Selected USDA actions since April 2015 include:
- USDA has increased its emphasis on soil health to increase the organic matter in soil and improve microbial activity, which in turn sequester more carbon, help plant crops better cope with excess or too little water, improve wildlife and pollinator habitat—all while harvesting better profits and often better yield. As part of its soil health focus, USDA established a Soil Health Division at NRCS in 2015, and continues to provide financial and technical assistance to farmers to implement a focused set of conservation practices including, but not limited to, tillage management, cover crops, and grassed waterways.
- Through its Environmental Quality Incentives Program (EQIP), NRCS will invest approximately $300 million in practices in Fiscal Year 2016 that have climate change benefits, including today’s announced $72.3 million specifically for practices that advance the building block goals. This funding is in addition to the more than $1.4 billion that NRCS has invested since 2009 in funding for EQIP practices that have climate-related benefits.
- In October 2015, USDA announced that the Rural Energy for America Program (REAP) is awarding $12.5 million in grants and loans to support the installation of 17 anaerobic digesters and biogas systems in California, Maine, Massachusetts, Michigan, New York, North Carolina, Ohio and Washington.

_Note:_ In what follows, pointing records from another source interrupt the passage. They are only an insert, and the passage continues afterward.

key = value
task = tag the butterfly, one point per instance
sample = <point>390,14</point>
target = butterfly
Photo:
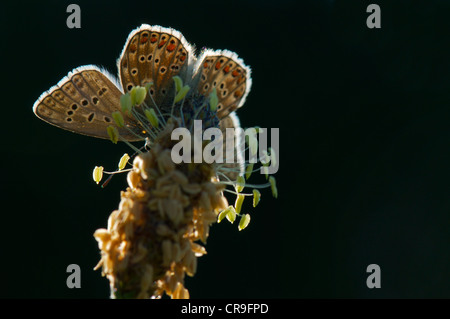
<point>82,102</point>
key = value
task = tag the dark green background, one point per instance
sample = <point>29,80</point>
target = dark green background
<point>364,164</point>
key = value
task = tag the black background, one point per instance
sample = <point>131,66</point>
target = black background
<point>364,147</point>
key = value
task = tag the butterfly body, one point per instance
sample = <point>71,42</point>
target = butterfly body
<point>83,101</point>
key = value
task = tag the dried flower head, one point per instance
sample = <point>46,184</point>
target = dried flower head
<point>152,239</point>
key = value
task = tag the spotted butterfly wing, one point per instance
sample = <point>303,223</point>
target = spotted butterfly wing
<point>227,73</point>
<point>153,54</point>
<point>82,102</point>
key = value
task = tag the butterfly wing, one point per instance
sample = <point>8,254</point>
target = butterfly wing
<point>226,72</point>
<point>153,54</point>
<point>82,102</point>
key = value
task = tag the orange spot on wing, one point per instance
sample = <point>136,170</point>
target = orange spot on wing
<point>144,39</point>
<point>171,47</point>
<point>241,79</point>
<point>161,43</point>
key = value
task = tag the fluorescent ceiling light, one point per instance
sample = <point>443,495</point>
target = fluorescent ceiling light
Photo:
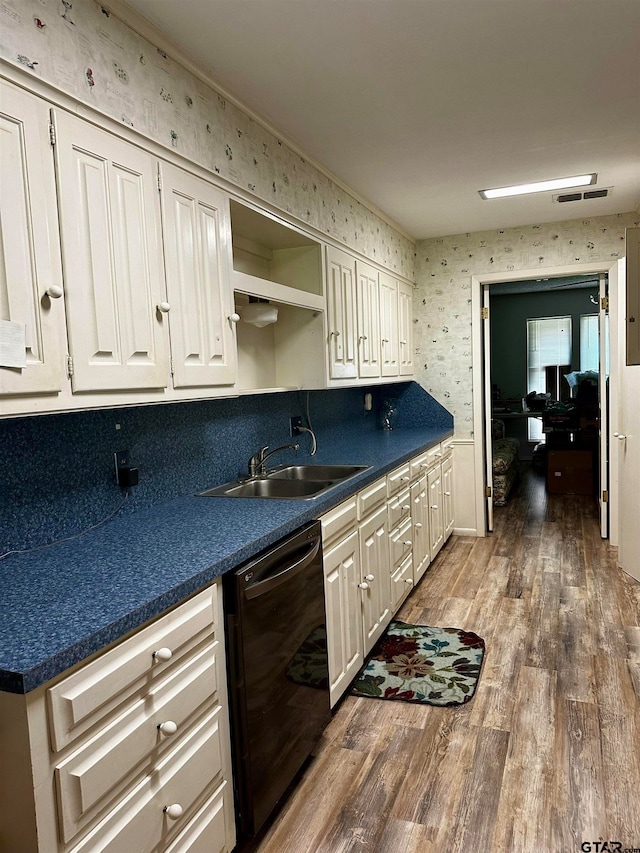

In total, USDA announced $102 million in loan guarantees and $71 million in grants for more than 1,100 renewable energy and energy efficiency projects to help rural small businesses and agricultural producers reduce energy usage and costs in their operations nationwide. These projects are expected to generate enough energy to power more than 83,000 homes for a year and reduce emissions by 455,000 metric tons of carbon dioxide, the equivalent of eliminating a year’s worth of pollution for more than 131,500 cars.
- In September 2015, USDA, in partnership with the Softwood Lumber Board and the Binational Softwood Lumber Council, announced the winners of the U.S. Tall Wood Building Prize Competition. The two winning development teams were granted a combined $3 million in funding to support the development of tall wood demonstration projects in New York and Portland, Oregon. By using wood as a substitute for more energy- and greenhouse gas-intensive building materials, these projects both store carbon and offset emissions from more conventional building materials.
- As of January 2016, USDA has 23.6 million acres enrolled in the Conservation Reserve Program, which provides financial incentives to farmers and ranchers to remove environmentally sensitive agricultural land from production. Since 1985, CRP has sequestered an annual average of 49 million tons of greenhouse gases, equal to taking 9 million cars off the road; prevented 9 billion tons of soil from erosion, enough to fill 600 million dump trucks; and reduced nitrogen and phosphorous runoff by 95 and 85 percent, respectively.
This month, USDA is examining what a changing climate means to agriculture and how USDA is working to reduce greenhouse gases. For more information, visit the latest chapter of USDA’s Medium page, How Food and Forestry Are Adapting to a Changing Climate.
America’s farmers, ranchers and forest landowners have a track record of extraordinary productivity gains and natural resource stewardship. Today, producers are working alongside USDA and other partners to make their operations and communities more resistant to a changing climate. As leaders in sustainable land management and efficient production systems, U.S. producers and landowners are setting an example for the rest of the world in successful implementing climate change solutions.